I feel like I lost the grandad that introduced me to movies.
Our loss is unmeasureable.
He pioneered the distribution of foreign films.
He showed us it's possible to please an audience and deliver quality films with small budgets.
He mentored talents by giving them artistic freedom within a set of financial constraints.
Scorsese, Cameron, Demme, Howard, Nicholson and other filmmakers and movie stars owe their careers to him.
He bucked the Hollywood system openly, plessantly smiling at Them as he made one box office hit after another, mentoring world class filmmakers, and introducing us to great foreign films.
He was often quoted as saying that the one film he made out personal rather than monetary reasons was a failure. The Intruder was a film Corman produced and directed from his feelings about racial tensions in the south during the civil rights era.
Indirectly Corman gave Mike and the bots at MST3K their careers by making his laughably bad movies, so they could be rediscovered by a new generation of film fans a couple of decades later through the comedic filter of Mike, Crow and Servo riffing Corman’s films at the Satellite Of Love. The comedic team is still going strong today under their present title of Rifftrax.
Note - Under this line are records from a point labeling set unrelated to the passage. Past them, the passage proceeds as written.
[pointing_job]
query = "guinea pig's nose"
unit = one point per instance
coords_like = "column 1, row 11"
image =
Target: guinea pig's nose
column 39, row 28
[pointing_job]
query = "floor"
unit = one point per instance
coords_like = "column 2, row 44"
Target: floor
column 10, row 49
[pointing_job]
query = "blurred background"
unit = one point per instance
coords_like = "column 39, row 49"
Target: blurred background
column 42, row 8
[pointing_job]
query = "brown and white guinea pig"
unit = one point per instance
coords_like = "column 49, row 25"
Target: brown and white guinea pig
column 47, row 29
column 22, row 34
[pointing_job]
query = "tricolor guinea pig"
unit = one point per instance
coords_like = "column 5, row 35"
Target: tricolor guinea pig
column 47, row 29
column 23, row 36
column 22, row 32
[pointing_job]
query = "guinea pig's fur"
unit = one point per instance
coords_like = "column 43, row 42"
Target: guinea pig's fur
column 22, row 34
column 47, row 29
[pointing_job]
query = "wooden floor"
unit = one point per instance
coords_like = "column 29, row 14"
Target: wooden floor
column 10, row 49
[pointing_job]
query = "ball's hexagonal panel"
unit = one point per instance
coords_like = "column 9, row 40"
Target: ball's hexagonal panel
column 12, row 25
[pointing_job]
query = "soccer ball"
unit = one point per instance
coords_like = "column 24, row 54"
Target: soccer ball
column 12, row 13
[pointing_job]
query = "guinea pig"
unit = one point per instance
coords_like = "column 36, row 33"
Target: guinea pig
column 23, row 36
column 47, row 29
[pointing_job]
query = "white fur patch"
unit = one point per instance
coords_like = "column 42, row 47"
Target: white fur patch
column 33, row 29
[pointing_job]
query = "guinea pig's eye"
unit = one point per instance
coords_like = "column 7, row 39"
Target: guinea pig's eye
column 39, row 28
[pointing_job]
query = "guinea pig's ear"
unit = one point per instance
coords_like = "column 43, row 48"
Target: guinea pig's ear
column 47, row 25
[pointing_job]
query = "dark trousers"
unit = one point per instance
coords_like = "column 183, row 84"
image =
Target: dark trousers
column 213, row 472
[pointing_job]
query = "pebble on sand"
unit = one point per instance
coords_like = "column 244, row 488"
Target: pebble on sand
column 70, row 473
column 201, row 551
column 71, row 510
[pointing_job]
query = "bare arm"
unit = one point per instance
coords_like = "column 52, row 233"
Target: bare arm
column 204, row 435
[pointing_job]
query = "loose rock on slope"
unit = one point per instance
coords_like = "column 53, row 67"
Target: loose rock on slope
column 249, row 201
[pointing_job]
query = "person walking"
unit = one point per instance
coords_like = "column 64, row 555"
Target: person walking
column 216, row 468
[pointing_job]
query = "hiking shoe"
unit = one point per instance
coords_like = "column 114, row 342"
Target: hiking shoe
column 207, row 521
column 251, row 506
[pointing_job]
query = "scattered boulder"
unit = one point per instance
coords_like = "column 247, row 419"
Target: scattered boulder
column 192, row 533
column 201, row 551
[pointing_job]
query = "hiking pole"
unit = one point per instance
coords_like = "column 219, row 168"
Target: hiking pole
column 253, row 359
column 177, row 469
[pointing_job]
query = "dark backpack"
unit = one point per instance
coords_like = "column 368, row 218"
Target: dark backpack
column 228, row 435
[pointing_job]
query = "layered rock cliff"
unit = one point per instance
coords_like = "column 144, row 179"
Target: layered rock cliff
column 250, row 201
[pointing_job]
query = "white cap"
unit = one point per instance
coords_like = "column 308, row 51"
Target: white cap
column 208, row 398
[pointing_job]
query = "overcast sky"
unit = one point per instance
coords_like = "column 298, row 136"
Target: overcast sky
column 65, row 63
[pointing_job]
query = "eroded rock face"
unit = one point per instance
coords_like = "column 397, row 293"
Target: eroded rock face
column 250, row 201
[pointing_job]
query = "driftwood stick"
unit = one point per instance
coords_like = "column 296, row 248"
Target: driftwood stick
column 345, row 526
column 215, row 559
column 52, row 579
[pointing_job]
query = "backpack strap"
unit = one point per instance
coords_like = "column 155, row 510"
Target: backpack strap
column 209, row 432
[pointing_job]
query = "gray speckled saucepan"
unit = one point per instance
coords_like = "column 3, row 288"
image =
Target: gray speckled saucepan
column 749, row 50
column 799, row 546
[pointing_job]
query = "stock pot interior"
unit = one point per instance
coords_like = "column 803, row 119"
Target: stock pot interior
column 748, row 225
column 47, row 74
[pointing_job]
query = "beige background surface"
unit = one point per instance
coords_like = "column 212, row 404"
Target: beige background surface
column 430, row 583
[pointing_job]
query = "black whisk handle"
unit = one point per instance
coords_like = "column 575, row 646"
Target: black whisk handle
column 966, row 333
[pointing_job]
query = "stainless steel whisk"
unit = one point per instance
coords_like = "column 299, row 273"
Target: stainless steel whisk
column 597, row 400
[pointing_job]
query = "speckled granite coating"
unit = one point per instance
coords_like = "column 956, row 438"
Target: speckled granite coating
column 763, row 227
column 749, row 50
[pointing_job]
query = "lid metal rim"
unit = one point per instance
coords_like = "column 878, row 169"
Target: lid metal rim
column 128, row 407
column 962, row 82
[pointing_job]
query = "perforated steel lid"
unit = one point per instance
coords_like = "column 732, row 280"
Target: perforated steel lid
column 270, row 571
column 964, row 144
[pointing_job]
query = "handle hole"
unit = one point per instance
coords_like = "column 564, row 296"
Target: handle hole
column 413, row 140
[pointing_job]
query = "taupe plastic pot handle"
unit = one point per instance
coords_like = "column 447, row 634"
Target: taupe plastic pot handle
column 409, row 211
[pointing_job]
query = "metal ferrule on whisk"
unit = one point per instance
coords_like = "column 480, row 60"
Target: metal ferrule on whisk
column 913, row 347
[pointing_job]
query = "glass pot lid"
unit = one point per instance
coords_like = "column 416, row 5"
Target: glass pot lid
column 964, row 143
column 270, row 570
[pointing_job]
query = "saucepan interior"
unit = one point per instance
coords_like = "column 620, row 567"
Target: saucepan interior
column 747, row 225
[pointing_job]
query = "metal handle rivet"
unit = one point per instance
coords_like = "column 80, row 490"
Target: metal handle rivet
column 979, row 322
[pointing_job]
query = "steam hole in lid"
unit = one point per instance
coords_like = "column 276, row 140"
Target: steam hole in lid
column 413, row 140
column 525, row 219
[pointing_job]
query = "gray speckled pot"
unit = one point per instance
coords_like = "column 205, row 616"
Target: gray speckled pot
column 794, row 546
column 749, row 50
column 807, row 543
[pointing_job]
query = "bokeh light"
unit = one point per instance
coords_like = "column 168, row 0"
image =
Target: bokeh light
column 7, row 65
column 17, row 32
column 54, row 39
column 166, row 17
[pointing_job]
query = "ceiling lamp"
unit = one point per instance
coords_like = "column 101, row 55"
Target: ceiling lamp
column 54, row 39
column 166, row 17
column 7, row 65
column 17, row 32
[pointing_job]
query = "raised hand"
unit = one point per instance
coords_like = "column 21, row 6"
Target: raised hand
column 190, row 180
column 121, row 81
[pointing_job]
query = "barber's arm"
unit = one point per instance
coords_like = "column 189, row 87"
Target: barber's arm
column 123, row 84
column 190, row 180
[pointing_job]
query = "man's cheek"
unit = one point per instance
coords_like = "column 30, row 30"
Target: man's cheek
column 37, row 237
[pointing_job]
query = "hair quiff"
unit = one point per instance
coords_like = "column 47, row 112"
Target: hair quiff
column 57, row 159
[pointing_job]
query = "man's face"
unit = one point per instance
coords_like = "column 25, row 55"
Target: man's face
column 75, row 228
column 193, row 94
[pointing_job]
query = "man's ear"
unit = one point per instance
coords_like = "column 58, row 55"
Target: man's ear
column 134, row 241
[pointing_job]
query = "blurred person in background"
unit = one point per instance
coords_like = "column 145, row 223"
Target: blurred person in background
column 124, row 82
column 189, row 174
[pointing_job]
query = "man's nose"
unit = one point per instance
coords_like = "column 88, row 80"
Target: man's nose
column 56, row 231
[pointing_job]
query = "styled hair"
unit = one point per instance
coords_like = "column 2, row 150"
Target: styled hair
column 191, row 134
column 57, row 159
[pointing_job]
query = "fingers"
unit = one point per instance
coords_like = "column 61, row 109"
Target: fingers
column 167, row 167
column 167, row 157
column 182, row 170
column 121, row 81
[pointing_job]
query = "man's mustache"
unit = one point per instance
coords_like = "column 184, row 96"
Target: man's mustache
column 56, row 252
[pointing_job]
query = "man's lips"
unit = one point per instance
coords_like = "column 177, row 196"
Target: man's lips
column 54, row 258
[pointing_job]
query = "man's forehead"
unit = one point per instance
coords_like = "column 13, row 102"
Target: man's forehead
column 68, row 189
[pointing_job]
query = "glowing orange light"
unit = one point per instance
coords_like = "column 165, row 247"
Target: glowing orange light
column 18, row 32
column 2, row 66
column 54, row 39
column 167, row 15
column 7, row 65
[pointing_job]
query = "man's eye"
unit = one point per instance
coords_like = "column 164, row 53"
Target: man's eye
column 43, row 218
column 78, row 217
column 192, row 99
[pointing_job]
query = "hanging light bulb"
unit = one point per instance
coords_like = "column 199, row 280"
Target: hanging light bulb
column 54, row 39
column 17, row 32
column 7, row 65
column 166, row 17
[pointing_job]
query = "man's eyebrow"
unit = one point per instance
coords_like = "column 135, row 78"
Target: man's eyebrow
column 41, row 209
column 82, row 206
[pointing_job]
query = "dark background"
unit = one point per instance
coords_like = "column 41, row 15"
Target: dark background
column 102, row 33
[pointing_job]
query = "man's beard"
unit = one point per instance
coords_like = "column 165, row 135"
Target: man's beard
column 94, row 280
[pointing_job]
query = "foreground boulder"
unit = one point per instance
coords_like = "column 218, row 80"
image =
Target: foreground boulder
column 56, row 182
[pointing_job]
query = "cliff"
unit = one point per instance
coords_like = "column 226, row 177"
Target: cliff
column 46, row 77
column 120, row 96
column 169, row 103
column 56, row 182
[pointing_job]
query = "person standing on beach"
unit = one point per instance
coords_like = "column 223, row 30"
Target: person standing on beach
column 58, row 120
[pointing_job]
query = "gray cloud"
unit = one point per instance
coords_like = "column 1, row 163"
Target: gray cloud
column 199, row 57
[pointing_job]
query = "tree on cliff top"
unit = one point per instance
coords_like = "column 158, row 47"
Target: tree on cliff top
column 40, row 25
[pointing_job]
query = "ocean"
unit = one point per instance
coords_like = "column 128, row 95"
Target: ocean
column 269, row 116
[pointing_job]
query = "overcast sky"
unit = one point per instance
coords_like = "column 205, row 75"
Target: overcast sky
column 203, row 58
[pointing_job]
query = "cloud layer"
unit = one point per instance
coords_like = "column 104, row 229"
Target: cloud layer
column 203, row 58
It's uncanny to think that Corman was anticipating a time of mass media, but you could make the argument that what MST3K did with Corman’s film was a long distance collaboration, with Corman releasing his films while intuitively predicting the era of VHS and the shared experience of watching bad movies with your friends in your living room.
Yet another way in which Corman blessed us.
If you can find this book, read it.
If you're lacking motivation, this book is the antidote.
Wonderful anecdotes, while casually sharing his practical, audience-oriented wisdom towards filmmaking.
RIP Roger Corman.
You showed that it's possible to make films cost effectively and wildly entertaining.
We need the business-oriented maverick he embodied in the era of the Message and committee filmmaking with unreliable test audiences.




Corman taught me, as a writer, that perfection is the enemy of the good. He made films he liked, films he enjoyed, films he could make money off of, and loved every minute of it. It's a shame to see Corman dead, and it will really be a blow when Lloyd Kaufman goes too. Those two were mentors that I never met.
Absolutely crushed. I know Corman from fond memories of late night and/or dull weekend film filler hours on Chicagoland TV in the 80s. Rest in peace.